The place was with one word fantastic! We first came to one of the bigger mountain tops, and the hike around the edge took us about 1.5 hours. Breathtaking views all around!



Then we decided not to take the same way down, but rather try the stairs. So down we went, all 3850 steps...



It took us quite some time reach the bottom, not only because of the distance, but mainly because we were entertained on out way down by the wildlife. There were monkeys in hundreds all over the place! And so used to humans, that you could come really close to them. This young fella was really cute. Probably hoping to get some goodies from our bags...



We went to have a look at this 'best scenic spot', but we never figured out what we are suppose to look at, any ideas someone???
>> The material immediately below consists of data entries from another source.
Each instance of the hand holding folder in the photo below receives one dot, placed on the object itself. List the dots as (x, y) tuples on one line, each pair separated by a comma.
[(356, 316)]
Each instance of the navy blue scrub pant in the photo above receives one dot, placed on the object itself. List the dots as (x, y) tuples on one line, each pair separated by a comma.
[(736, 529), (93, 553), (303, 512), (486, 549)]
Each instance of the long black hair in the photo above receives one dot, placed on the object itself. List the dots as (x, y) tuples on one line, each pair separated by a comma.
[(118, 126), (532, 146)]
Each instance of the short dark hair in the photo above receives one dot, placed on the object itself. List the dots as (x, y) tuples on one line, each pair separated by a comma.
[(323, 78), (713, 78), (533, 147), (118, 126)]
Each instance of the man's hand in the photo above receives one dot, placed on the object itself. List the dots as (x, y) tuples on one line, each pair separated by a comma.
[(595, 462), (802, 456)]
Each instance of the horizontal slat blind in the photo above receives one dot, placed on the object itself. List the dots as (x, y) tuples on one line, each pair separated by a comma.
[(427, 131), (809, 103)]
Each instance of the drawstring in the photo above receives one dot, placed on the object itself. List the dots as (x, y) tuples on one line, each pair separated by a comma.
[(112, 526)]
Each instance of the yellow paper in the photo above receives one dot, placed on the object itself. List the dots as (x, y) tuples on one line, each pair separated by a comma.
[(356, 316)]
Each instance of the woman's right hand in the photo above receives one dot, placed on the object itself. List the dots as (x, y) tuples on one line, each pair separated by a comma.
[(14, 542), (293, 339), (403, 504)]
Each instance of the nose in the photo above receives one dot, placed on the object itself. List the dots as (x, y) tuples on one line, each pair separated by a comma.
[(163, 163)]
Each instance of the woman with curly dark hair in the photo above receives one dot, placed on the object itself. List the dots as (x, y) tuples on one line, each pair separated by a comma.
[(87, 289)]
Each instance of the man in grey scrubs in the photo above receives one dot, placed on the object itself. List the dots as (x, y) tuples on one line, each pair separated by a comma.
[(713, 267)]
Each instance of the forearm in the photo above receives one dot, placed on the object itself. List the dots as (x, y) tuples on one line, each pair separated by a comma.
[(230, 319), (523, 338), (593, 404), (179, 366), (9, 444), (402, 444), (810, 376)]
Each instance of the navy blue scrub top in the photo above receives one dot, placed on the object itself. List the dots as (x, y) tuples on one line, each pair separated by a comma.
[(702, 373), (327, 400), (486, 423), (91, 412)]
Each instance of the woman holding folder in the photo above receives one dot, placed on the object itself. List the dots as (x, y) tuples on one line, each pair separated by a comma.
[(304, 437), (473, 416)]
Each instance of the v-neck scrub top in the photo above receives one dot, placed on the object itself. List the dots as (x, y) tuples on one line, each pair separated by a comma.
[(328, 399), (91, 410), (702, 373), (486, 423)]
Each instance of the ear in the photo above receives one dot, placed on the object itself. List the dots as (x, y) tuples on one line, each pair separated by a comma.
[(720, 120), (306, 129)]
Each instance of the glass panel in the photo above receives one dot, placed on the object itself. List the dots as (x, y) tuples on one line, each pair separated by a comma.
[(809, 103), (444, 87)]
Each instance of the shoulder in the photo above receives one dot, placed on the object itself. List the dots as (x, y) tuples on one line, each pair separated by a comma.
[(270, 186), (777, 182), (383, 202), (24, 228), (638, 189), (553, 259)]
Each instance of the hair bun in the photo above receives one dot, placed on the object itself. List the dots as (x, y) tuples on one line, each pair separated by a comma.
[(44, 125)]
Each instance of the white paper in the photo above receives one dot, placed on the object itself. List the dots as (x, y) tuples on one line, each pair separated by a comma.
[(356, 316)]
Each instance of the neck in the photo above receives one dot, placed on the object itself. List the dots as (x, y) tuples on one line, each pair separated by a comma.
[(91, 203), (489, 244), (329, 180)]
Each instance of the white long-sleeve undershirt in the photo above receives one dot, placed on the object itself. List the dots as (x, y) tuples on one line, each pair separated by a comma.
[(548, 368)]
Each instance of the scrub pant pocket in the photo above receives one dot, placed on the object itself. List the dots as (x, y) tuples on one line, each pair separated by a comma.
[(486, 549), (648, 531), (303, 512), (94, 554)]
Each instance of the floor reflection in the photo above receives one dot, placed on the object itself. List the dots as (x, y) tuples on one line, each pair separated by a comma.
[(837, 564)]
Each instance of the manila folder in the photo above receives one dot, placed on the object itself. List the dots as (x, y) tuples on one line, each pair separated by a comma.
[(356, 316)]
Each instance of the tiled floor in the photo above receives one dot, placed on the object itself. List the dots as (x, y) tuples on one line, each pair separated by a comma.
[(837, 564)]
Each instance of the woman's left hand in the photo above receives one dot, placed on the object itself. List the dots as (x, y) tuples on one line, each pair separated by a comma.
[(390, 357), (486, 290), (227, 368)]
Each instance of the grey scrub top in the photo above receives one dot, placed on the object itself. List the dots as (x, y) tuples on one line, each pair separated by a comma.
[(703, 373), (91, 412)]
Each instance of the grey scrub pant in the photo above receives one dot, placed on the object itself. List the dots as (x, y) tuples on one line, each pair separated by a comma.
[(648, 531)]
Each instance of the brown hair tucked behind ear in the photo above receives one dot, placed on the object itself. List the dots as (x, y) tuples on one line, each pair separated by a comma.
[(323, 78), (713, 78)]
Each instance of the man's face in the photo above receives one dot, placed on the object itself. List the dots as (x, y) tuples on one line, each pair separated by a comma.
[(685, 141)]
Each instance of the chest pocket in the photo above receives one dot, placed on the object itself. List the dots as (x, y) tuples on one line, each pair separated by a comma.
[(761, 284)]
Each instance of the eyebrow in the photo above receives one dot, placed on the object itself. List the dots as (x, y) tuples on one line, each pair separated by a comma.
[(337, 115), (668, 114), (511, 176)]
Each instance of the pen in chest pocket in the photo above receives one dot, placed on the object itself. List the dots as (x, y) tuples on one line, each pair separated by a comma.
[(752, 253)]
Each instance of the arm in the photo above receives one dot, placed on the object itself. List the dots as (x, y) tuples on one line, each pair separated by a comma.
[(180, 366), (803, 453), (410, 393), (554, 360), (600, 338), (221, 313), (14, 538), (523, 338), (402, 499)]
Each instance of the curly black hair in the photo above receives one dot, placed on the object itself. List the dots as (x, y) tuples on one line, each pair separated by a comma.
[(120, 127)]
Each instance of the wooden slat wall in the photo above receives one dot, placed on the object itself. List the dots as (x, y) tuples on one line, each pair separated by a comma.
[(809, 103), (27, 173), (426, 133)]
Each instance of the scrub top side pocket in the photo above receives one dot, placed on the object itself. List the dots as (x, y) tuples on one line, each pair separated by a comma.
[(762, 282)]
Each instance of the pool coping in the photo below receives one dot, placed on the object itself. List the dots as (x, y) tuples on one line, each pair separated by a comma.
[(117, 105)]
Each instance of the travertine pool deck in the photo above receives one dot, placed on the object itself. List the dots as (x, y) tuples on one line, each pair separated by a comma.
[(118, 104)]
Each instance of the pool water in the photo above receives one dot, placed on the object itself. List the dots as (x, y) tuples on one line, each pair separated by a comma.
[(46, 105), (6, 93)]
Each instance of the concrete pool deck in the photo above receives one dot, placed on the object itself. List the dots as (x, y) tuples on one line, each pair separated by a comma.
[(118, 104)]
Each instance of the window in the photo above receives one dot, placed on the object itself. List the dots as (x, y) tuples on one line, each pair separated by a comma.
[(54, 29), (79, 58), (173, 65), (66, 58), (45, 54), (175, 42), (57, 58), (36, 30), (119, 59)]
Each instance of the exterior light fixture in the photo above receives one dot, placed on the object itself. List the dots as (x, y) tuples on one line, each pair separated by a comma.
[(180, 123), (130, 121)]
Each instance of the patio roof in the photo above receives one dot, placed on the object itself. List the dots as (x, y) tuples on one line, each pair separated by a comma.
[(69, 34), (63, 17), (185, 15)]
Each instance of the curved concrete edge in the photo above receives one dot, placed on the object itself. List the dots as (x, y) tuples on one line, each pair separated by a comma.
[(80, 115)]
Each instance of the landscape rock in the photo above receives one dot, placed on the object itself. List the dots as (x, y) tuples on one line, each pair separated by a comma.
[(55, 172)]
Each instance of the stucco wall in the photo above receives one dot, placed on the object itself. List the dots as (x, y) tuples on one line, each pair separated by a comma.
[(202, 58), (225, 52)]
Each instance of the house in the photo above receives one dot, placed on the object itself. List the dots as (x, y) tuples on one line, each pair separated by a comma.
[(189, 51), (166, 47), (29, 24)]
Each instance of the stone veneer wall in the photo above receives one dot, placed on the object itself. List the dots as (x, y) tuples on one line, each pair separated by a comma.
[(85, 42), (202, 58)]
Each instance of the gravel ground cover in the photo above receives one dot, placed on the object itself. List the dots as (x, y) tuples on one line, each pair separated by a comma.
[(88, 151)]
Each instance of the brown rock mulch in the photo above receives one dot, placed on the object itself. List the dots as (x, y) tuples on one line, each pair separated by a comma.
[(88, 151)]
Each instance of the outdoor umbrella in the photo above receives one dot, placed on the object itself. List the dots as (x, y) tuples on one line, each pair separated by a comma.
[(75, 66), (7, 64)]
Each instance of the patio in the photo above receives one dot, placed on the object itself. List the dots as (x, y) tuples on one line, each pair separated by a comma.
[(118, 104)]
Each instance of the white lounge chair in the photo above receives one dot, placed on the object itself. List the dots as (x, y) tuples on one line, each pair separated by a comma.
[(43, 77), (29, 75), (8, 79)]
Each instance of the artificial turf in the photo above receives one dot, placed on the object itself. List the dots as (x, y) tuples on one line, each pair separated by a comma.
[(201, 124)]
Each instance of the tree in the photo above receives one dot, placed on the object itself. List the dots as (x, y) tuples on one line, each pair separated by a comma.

We finally reached the bottom of the mountain, and started walking through the valley to the next place to get up to one of the mountain tops. The valley was nice and green even if most of the trees were still bare. Some trees was in blossom, so there were a few patches of white and pink here and there. It began raining, but we were dressed for bad weather so it didn't bother us much.




After a two hours hike through the valley we came to the other end, where we found an elevator that first  went up through the inside of the mountain, before continuing on the outside. The view from the elevator was again spectacular, and the 'spectacularness' continued!



Because of the rain, some very low clouds started to appear. The whole landscape became surreal, and we were happy for another long hike around this second mountain top.





Then it started to get late, and we had to find our way down again. We found another step of stairs, and we started downhill again. These stairs were longer than the previous ones (must have been closer to 5000 steps) and by the time we were down (it seemed like they would never end...) we could really feel our feet and calves! Then we still had half of the valley left to hike back to the entrance gate. By this time we were the only ones left, and it was beginning to get quite dark. This beautiful magnolia tree with the now misty mountains as background was a nice end picture of our day in the mountains.



As you can imagine, after a 11 hours walk/hike in, on top, down from and in-between the mountains, we were tired. I could almost not feel my legs anymore (or feel them too much...) so we decided to treat ourselves with the best the village had to offer food-ways. This was a small food stall in the street just opposite our hotel. We bought a bottle of wine from the store, and then ordered some grilled chicken, vegetables and what nots from out street restaurant. A super ending to a super day!! Cheers!